There are still costs to this approach. Rewrapping data takes time, adds write load to the database, and needs careful batching and rollback semantics. Imported key validation can be faster, but it demands precise proof that key versions and names match. Application-path validation is slower than a curl against Vault, but it catches the failures users will actually feel.
That tradeoff is acceptable. Cryptography migrations fail in the spaces between systems: a database copied from prod, a token from dev, a Kubernetes secret from last month, a cloud identity nobody thought was part of encryption. I ended up treating this like the operational work in When the cluster was ahead of the code: the system was already telling us where the contract had drifted, but only if we followed the runtime path instead of the inventory list.
FAQ
Why is this unreliable when the database copy succeeds?
The database usually stores ciphertext, not the keys needed to decrypt it. The target environment also needs compatible Vault transit keys, key versions, policies, and a runtime token that the application can use.

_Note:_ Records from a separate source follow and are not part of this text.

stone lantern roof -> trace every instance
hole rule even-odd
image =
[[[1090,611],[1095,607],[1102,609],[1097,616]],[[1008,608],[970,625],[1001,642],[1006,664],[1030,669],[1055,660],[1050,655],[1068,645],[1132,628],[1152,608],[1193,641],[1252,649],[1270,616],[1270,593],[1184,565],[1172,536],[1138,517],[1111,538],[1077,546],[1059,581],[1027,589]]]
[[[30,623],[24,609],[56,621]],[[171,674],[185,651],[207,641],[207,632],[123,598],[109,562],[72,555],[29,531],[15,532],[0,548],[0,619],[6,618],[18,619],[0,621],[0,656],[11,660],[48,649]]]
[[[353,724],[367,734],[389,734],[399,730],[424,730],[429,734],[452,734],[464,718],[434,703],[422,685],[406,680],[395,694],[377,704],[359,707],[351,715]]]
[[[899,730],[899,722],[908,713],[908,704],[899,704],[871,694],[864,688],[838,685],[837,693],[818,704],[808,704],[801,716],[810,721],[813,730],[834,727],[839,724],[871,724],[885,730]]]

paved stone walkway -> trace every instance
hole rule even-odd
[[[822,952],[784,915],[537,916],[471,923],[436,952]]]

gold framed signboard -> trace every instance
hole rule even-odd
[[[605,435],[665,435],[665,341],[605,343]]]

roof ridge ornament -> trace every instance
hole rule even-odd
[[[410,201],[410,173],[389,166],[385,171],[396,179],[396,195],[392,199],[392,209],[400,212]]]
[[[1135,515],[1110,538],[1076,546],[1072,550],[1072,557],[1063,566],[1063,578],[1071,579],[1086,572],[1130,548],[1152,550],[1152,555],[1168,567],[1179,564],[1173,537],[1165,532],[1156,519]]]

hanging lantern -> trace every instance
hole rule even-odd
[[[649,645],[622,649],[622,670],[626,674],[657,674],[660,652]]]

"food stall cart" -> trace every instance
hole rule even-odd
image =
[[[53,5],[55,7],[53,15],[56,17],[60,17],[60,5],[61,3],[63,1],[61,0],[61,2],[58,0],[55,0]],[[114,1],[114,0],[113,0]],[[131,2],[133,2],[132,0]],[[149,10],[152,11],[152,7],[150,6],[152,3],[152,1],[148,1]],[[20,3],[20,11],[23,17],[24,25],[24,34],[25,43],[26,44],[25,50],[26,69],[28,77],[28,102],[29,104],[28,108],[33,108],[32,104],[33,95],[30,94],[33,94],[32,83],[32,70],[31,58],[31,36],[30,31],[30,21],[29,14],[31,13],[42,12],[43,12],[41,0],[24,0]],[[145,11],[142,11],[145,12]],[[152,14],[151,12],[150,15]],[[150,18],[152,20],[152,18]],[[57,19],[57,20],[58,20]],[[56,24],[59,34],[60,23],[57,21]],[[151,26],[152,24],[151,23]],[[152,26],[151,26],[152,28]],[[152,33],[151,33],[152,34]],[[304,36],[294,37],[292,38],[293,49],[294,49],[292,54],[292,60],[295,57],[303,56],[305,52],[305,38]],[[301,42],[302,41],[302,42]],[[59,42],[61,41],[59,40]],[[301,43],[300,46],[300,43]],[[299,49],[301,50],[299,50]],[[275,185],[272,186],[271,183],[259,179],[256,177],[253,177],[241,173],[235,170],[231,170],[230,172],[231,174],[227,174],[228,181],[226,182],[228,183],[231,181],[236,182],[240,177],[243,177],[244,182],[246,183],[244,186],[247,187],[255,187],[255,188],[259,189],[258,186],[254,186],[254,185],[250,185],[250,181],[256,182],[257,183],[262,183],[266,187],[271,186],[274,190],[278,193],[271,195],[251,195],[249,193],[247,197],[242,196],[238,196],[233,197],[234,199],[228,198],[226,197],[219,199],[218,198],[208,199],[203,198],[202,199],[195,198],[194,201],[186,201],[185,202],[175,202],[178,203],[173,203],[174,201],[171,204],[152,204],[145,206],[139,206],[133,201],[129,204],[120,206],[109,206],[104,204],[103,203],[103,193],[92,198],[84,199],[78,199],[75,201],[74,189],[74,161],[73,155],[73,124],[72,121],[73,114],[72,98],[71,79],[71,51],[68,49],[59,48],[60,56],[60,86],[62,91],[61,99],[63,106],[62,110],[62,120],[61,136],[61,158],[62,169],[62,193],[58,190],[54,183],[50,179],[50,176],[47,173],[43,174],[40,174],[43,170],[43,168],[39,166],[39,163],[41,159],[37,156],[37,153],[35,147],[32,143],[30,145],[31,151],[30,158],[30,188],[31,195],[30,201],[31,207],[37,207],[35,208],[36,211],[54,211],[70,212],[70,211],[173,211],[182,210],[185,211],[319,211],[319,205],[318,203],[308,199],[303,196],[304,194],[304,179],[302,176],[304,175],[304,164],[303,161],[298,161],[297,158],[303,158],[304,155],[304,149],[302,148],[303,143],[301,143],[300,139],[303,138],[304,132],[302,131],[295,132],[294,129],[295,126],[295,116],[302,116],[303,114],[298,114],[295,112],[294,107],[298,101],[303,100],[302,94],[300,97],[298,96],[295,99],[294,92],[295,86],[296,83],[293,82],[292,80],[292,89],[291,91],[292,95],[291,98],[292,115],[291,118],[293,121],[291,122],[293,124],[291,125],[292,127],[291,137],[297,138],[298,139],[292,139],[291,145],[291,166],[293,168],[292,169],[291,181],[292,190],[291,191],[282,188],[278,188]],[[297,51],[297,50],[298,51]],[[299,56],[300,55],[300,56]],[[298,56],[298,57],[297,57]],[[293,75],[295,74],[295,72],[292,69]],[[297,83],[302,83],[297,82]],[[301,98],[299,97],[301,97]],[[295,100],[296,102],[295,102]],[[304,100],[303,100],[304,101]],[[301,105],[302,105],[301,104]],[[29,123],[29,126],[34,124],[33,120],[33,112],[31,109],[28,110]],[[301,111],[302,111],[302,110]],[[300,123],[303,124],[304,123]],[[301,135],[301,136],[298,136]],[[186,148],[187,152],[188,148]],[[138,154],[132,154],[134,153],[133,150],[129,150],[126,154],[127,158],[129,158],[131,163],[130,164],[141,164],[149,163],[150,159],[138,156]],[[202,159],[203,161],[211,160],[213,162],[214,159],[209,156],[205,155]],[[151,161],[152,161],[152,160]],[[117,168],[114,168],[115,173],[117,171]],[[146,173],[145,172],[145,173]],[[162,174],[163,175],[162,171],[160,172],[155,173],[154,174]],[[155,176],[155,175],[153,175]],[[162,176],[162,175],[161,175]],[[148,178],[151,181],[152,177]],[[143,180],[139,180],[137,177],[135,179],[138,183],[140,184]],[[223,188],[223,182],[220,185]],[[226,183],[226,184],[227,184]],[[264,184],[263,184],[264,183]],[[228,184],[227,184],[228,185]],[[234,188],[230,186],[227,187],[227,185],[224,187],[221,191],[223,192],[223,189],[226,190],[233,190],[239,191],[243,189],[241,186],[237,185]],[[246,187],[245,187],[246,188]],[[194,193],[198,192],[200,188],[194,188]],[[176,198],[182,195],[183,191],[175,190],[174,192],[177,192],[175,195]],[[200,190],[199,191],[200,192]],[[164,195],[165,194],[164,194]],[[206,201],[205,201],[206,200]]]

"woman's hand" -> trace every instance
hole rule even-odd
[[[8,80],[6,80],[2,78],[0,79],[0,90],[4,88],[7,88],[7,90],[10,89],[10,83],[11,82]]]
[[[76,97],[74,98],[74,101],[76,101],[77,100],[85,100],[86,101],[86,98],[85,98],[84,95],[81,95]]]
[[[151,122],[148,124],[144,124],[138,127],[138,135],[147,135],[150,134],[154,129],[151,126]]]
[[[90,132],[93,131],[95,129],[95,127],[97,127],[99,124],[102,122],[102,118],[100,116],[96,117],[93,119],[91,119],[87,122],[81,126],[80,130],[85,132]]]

Where should I capture Vault key parity?
Capture parity at the transit key path the application uses, such as transit/keys/customer-keys/<hash>. Compare only the key names and version metadata you need, and avoid printing tokens or plaintext.
Do imported Vault transit keys remove the need to re-encrypt?
They can, if the imported key material, names, paths, and versions match what produced the ciphertext. If any of those differ, rewrapping through source decrypt and target encrypt is the safer path.
Why validate through application code instead of Vault CLI?
The Vault CLI often runs with a stronger token than the workload. Application validation proves the deployed pod, secret, policy, database row, and decrypt function work together.
What is a dead scoped token?
It is a token that is expired, revoked, or valid only outside the path you need. In a migration, it means you may have infrastructure access without the authority required to decrypt production ciphertext.